The day grew short, as winter days will. It was late in the afternoon when my brother John realized he needed to do some last minute shopping, so I rode along as he drove into Perry and headed for Gibson's Discount Store, the only place open so late on Christmas Eve. He found what he was looking for, and bought himself a present as well--Simon And Garfunkle's Greatest Hits on 8-track, which he listened to on the way home.
It was nearly dark when we got back to the farm, the sky turning ever darker shades of blue. Mom had turned on both the yard light and porch light, which we didn't really need to find our way, but the gesture was appreciated. John immediately vanished to his room, as my oldest brother Keith had already spent the day in his, and my sister Julie was in the kitchen talking to Mom, who made last-minute preparations for the next day's feast. Dad and I were the only ones in the living room, numbly sitting in front of the television, watching without interest the typically awful animated specials run endlessly in syndication, killing time until dinner was served.

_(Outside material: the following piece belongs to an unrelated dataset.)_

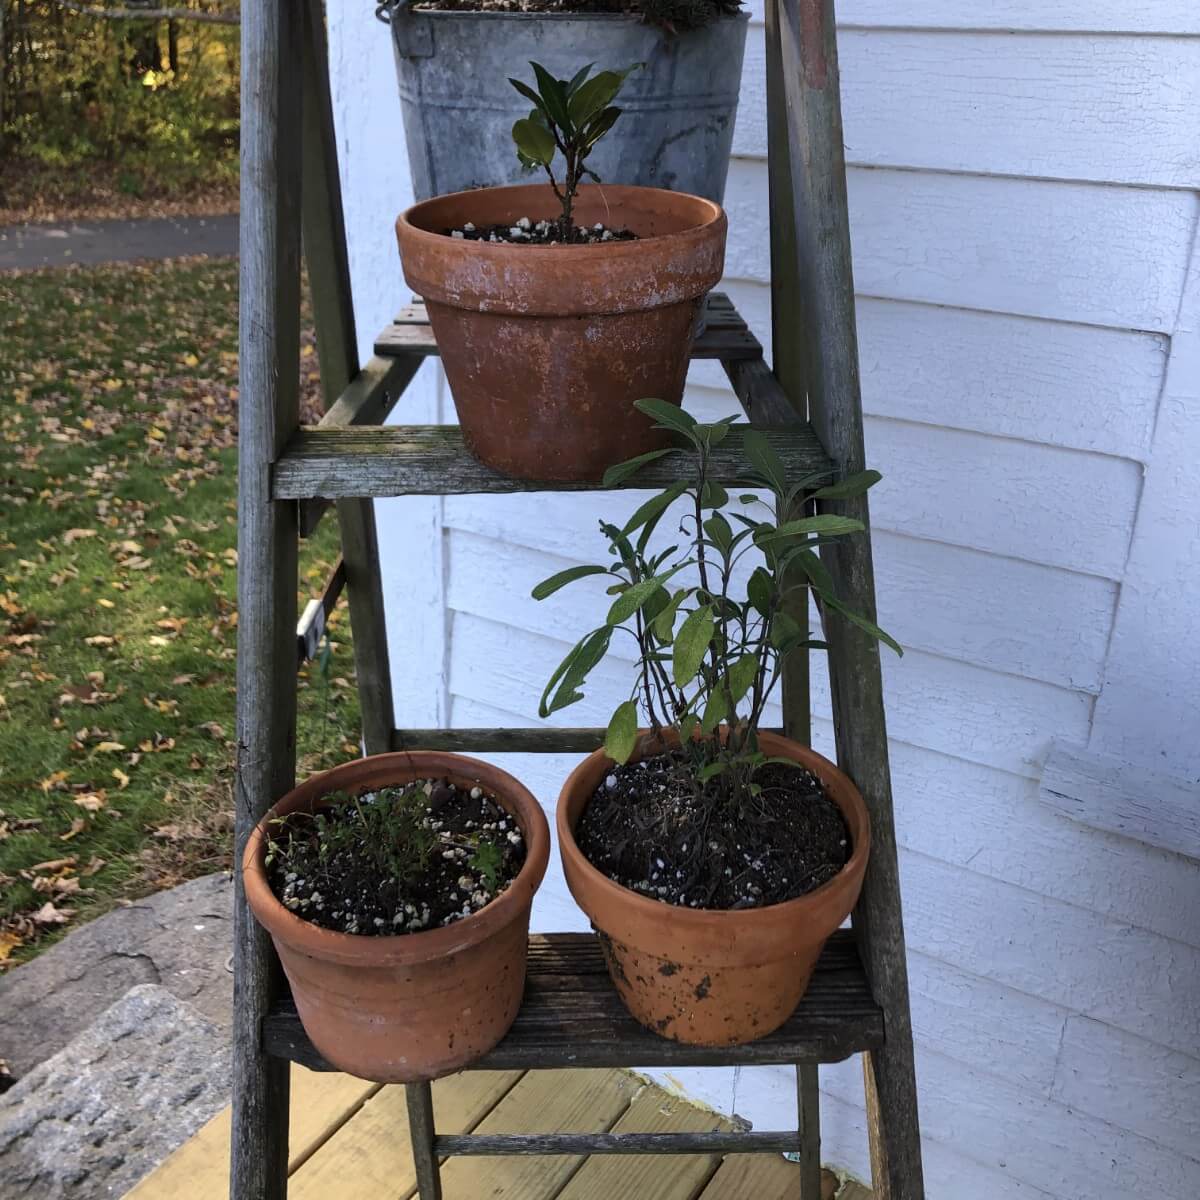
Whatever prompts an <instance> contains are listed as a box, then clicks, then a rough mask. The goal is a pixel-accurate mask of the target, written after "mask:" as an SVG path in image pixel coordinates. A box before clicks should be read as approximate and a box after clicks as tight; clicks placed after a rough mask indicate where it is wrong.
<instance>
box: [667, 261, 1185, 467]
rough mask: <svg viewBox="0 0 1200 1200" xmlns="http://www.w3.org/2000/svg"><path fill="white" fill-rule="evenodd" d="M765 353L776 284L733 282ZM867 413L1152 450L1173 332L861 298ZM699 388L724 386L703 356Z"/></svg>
mask: <svg viewBox="0 0 1200 1200" xmlns="http://www.w3.org/2000/svg"><path fill="white" fill-rule="evenodd" d="M721 287H722V288H724V289H725V290H727V292H730V293H731V294H732V296H733V300H734V304H736V305H737V306H738V310H739V311H740V313H742V314H743V316H744V317H745V318H746V320H748V322H749V323H750V325H751V328H752V329H754V331H755V332H756V334H757V335H758V338H760V340H761V341H762V343H763V346H764V347H767V353H768V356H769V354H770V349H769V348H770V290H769V288H767V286H766V284H762V283H749V282H739V281H726V282H725V283H722V284H721ZM858 348H859V360H860V364H862V373H863V374H862V379H863V409H864V412H866V413H868V414H869V415H874V416H892V418H895V419H898V420H906V421H919V422H923V424H928V425H942V426H946V427H948V428H958V430H971V431H974V432H977V433H992V434H997V436H1000V437H1006V438H1019V439H1021V440H1024V442H1044V443H1046V444H1049V445H1061V446H1067V448H1072V449H1078V450H1094V451H1098V452H1100V454H1110V455H1117V456H1120V457H1126V458H1136V460H1138V461H1139V462H1145V461H1146V460H1147V458H1148V451H1150V437H1151V432H1152V430H1153V425H1154V410H1156V408H1157V404H1158V396H1159V391H1160V390H1162V386H1163V373H1164V368H1165V365H1166V350H1168V338H1166V337H1165V336H1164V335H1162V334H1139V332H1132V331H1129V330H1118V329H1100V328H1097V326H1094V325H1073V324H1067V323H1064V322H1051V320H1042V319H1037V318H1031V317H1013V316H1008V314H1004V313H990V312H973V311H970V310H966V308H946V307H942V306H938V305H925V304H911V302H905V301H896V300H878V299H875V298H870V296H862V298H859V301H858ZM688 378H689V380H690V382H691V383H692V384H697V385H703V386H709V388H726V386H727V383H726V379H725V374H724V372H722V371H721V368H720V366H719V365H718V364H715V362H708V361H701V360H696V361H694V362H692V366H691V371H690V373H689V377H688Z"/></svg>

After eating, there was some wrapping to be done--I was used mostly to tear off pieces of tape, while Mom and Julie did most of the real work--and then...well, and then, I just couldn't wait to go to bed. I was all of ten, too old for Santa Claus, but not too old to enact the comforting ritual of snuggling in the darkness, anticipating all the wonders the next morning would bring. I could hear voices downstairs, and the TV, and the hum of our fuel oil stove. My family was here, and the next day was Christmas. For the moment, at least, all was right with the world.